The optimum solution. The goal of QAOA is to optimize a WCSP instance. In the presumed quantum era QAOA methods will likely to beat classical methods. Currently however, solving a WCSP problem is much quicker with classical methods than with QAOA. Further, QAOA only gives a sequence of assignments that are close to, but not necessarily minimal. In contrast, optimum() gives a single assignment with the exact minimum value: \(b.optimum() = \min_s b.energy(s)\).

The angle sequence. As we have said, every instance b of the QAOAOptimizer class has a degree sequence of length \(2p\) stored in the params field. This field is initialized by the command

params = 2 * numpy.pi * numpy.random.rand(2 * num_layers)

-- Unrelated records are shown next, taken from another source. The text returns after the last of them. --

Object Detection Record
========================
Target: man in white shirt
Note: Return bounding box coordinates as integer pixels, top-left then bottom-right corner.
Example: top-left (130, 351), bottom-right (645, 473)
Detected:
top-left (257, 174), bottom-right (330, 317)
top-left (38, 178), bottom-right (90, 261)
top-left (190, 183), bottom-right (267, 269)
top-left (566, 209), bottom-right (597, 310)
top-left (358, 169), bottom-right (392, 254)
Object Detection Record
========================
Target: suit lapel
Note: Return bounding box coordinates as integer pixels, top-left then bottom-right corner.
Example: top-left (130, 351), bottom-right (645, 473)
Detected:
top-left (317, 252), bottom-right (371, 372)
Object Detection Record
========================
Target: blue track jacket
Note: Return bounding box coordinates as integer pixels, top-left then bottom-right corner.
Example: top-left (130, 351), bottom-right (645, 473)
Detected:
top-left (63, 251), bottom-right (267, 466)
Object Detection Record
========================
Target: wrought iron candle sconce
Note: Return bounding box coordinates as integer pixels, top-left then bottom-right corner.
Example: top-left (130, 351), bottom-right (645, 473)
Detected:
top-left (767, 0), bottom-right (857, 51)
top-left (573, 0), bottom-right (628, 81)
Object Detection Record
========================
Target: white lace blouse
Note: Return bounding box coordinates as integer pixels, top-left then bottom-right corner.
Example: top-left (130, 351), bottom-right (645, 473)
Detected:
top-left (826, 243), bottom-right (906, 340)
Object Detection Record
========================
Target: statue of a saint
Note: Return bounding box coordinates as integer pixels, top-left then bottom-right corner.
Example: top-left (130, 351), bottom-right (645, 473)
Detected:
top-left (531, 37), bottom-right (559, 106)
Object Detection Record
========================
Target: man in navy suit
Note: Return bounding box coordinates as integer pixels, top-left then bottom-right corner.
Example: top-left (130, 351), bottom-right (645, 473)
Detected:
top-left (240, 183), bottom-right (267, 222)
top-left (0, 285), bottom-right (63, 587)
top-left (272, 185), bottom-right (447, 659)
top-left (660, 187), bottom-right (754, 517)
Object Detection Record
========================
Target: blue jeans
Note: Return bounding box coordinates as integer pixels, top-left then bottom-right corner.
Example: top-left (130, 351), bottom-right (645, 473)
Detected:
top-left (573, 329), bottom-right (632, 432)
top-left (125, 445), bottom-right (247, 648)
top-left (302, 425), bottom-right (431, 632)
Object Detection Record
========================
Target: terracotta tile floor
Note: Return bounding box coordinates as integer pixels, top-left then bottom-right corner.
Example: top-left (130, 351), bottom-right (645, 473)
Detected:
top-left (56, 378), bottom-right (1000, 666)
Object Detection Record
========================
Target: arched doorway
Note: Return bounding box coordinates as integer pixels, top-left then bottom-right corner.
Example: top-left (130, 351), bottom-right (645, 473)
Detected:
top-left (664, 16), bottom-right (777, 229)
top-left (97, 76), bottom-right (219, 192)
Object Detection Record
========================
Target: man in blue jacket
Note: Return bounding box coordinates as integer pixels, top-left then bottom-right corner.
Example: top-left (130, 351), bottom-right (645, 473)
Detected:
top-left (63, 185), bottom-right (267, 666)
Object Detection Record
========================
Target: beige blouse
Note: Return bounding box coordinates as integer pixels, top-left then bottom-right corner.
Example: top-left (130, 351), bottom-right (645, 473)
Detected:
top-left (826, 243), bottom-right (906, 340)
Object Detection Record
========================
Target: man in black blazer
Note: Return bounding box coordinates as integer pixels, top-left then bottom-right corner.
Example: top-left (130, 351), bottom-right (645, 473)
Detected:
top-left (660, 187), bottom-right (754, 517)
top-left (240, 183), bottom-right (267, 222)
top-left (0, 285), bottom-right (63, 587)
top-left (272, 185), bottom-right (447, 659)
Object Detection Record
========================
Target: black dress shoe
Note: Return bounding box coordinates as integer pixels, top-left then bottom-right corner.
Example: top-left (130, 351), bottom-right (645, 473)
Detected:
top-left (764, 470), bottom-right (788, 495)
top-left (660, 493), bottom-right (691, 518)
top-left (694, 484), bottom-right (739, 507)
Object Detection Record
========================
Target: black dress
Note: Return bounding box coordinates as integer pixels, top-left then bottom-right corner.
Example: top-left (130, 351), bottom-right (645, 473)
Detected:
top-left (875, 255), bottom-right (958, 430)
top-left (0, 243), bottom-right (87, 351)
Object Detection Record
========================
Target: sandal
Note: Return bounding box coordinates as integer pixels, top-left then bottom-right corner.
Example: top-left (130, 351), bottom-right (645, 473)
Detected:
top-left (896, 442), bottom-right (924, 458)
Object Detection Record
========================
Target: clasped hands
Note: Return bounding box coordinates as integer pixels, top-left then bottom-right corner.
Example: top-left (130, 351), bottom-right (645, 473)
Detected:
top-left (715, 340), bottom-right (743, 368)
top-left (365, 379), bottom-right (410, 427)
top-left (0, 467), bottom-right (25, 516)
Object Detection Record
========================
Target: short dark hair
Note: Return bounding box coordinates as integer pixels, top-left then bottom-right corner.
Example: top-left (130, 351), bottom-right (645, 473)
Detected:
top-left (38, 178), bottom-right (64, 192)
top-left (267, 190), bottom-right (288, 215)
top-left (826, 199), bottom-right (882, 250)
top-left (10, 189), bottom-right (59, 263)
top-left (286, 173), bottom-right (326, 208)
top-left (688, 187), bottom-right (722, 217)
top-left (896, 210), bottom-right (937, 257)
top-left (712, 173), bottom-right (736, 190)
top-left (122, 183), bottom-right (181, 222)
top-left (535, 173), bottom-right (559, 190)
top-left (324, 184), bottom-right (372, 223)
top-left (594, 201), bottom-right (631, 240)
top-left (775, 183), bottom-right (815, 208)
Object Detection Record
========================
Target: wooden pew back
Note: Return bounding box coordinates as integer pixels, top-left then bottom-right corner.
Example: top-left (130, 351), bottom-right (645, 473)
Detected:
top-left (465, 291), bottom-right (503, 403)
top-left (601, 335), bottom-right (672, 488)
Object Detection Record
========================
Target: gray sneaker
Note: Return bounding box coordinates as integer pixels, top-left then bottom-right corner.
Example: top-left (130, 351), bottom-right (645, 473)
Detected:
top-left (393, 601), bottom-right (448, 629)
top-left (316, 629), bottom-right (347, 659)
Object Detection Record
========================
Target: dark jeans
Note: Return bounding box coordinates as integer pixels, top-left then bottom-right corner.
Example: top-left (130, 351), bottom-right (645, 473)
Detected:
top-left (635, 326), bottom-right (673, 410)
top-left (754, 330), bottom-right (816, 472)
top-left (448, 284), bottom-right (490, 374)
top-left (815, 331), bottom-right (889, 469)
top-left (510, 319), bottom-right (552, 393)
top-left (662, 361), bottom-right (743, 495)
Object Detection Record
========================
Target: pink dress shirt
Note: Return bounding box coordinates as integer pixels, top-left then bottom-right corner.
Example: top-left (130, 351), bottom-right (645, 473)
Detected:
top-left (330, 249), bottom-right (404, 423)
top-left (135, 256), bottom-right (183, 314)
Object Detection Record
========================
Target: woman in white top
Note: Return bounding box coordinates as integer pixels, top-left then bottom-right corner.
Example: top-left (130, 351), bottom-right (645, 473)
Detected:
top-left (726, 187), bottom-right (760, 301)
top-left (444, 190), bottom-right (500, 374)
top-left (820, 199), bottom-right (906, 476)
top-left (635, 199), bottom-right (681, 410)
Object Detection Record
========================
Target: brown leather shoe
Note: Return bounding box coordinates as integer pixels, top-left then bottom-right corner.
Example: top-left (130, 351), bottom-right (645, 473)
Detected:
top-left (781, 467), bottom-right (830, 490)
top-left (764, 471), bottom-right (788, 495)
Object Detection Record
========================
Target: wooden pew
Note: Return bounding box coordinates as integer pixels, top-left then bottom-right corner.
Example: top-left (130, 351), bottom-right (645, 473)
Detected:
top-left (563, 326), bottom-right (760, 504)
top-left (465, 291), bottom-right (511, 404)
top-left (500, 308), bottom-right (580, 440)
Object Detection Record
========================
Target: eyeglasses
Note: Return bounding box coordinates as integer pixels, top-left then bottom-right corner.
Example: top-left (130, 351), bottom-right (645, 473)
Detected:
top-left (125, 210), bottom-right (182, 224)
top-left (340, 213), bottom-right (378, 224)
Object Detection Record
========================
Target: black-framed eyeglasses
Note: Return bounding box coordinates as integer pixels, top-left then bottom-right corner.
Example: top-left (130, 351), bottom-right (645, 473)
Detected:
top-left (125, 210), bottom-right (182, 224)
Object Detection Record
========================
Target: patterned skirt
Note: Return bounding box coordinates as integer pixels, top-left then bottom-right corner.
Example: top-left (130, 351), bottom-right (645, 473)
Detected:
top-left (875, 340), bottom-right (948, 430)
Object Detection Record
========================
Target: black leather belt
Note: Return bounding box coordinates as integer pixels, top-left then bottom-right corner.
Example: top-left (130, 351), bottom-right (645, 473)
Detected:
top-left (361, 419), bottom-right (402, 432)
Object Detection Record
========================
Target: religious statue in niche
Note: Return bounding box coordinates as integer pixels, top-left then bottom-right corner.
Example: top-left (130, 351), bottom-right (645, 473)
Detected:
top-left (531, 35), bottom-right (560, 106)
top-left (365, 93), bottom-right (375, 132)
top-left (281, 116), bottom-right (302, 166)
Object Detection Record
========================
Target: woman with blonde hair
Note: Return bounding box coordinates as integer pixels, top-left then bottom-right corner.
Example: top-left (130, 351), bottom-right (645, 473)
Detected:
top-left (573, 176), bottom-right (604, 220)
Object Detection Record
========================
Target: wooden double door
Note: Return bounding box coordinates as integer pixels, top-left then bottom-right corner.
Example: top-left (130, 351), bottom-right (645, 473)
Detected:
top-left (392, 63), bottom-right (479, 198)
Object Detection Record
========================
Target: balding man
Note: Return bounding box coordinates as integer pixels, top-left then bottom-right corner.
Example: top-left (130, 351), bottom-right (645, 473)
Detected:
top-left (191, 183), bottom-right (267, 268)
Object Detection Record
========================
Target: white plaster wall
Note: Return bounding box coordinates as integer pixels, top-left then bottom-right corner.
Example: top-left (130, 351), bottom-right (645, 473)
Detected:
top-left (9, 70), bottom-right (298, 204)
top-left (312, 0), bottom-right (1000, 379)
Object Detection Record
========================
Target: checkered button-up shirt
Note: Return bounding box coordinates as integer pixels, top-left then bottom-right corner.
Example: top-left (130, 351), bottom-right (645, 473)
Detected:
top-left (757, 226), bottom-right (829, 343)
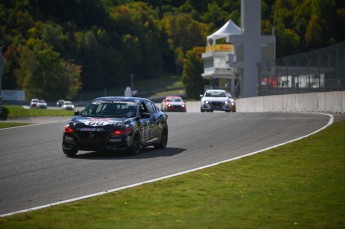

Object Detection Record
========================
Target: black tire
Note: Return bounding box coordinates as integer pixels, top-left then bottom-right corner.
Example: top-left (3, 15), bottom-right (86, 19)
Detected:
top-left (62, 145), bottom-right (78, 157)
top-left (128, 134), bottom-right (141, 155)
top-left (154, 128), bottom-right (168, 149)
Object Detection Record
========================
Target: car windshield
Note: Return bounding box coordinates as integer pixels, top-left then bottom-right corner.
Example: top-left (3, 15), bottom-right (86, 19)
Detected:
top-left (167, 98), bottom-right (182, 102)
top-left (81, 100), bottom-right (138, 118)
top-left (205, 91), bottom-right (227, 97)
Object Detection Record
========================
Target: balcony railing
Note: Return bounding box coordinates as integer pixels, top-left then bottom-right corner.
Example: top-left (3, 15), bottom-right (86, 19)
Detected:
top-left (206, 45), bottom-right (234, 52)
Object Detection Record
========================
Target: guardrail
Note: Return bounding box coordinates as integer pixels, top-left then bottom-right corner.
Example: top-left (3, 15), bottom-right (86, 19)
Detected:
top-left (236, 91), bottom-right (345, 113)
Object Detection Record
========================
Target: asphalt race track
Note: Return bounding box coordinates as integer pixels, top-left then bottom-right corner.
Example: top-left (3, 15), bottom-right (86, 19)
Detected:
top-left (0, 112), bottom-right (329, 215)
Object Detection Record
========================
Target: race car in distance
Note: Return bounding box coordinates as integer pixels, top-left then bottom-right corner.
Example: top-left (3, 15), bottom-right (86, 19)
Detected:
top-left (62, 96), bottom-right (168, 157)
top-left (200, 89), bottom-right (236, 112)
top-left (161, 95), bottom-right (186, 112)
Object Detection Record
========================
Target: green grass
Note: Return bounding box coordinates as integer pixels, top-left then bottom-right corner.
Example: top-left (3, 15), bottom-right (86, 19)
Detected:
top-left (2, 105), bottom-right (73, 118)
top-left (0, 121), bottom-right (345, 229)
top-left (0, 122), bottom-right (32, 129)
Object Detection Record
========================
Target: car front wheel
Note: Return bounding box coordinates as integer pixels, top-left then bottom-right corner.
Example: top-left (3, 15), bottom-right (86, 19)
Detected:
top-left (154, 128), bottom-right (168, 149)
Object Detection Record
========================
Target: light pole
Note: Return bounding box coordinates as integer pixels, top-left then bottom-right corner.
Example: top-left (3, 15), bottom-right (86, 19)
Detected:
top-left (131, 74), bottom-right (133, 91)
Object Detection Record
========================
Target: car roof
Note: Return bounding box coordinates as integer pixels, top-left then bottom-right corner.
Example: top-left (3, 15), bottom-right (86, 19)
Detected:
top-left (205, 89), bottom-right (226, 92)
top-left (93, 96), bottom-right (149, 101)
top-left (166, 95), bottom-right (182, 99)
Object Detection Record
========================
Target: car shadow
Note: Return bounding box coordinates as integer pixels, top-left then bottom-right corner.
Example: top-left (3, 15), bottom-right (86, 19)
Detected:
top-left (73, 147), bottom-right (186, 160)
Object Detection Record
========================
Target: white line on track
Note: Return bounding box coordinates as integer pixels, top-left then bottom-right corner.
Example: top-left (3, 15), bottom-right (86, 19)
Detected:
top-left (0, 113), bottom-right (334, 217)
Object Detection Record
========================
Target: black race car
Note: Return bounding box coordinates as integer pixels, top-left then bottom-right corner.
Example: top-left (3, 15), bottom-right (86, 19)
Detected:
top-left (62, 97), bottom-right (168, 157)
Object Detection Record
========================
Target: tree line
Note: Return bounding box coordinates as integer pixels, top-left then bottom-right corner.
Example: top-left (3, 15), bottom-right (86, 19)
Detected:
top-left (0, 0), bottom-right (345, 100)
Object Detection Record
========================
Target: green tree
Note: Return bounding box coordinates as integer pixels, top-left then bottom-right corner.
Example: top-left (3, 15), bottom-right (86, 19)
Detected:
top-left (16, 40), bottom-right (81, 101)
top-left (161, 14), bottom-right (209, 74)
top-left (182, 47), bottom-right (205, 99)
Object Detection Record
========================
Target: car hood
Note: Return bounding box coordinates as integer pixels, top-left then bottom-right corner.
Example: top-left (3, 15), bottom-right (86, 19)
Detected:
top-left (71, 116), bottom-right (129, 127)
top-left (167, 102), bottom-right (184, 105)
top-left (202, 97), bottom-right (229, 101)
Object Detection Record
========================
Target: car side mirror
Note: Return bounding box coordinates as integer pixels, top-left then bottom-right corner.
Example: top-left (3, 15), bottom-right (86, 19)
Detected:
top-left (140, 112), bottom-right (151, 118)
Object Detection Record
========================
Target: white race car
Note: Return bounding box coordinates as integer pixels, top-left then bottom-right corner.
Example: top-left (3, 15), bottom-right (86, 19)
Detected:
top-left (200, 89), bottom-right (236, 112)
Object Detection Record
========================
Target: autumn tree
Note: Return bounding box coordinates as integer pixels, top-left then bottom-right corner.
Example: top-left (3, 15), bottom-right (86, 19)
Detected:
top-left (15, 40), bottom-right (81, 101)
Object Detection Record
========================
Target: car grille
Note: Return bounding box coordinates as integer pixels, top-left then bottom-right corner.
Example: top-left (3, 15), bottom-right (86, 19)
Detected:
top-left (210, 101), bottom-right (223, 107)
top-left (78, 131), bottom-right (107, 146)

The optimize() routine has the effect of changing the param array to the parameters to an optimal QAOA Ansatz with the given num_layers, denoted earlier by \((\beta_{1}^{*},\gamma_{1}^{*},\ldots , \beta_{p}^{*},\gamma_{p}^{*})\).

References

FGG

Edward Farhi, Jeffrey Goldstone and Sam Gutmann, A quantum approximate optimization algorithm, arXiv preprint arXiv:1411.4028, 2014.

MS

Igor L Markov and Yaoyun Shi, Simulating quantum computation by contracting tensor networks, SIAM Journal on Computing, 38(3), 963–981, 2008.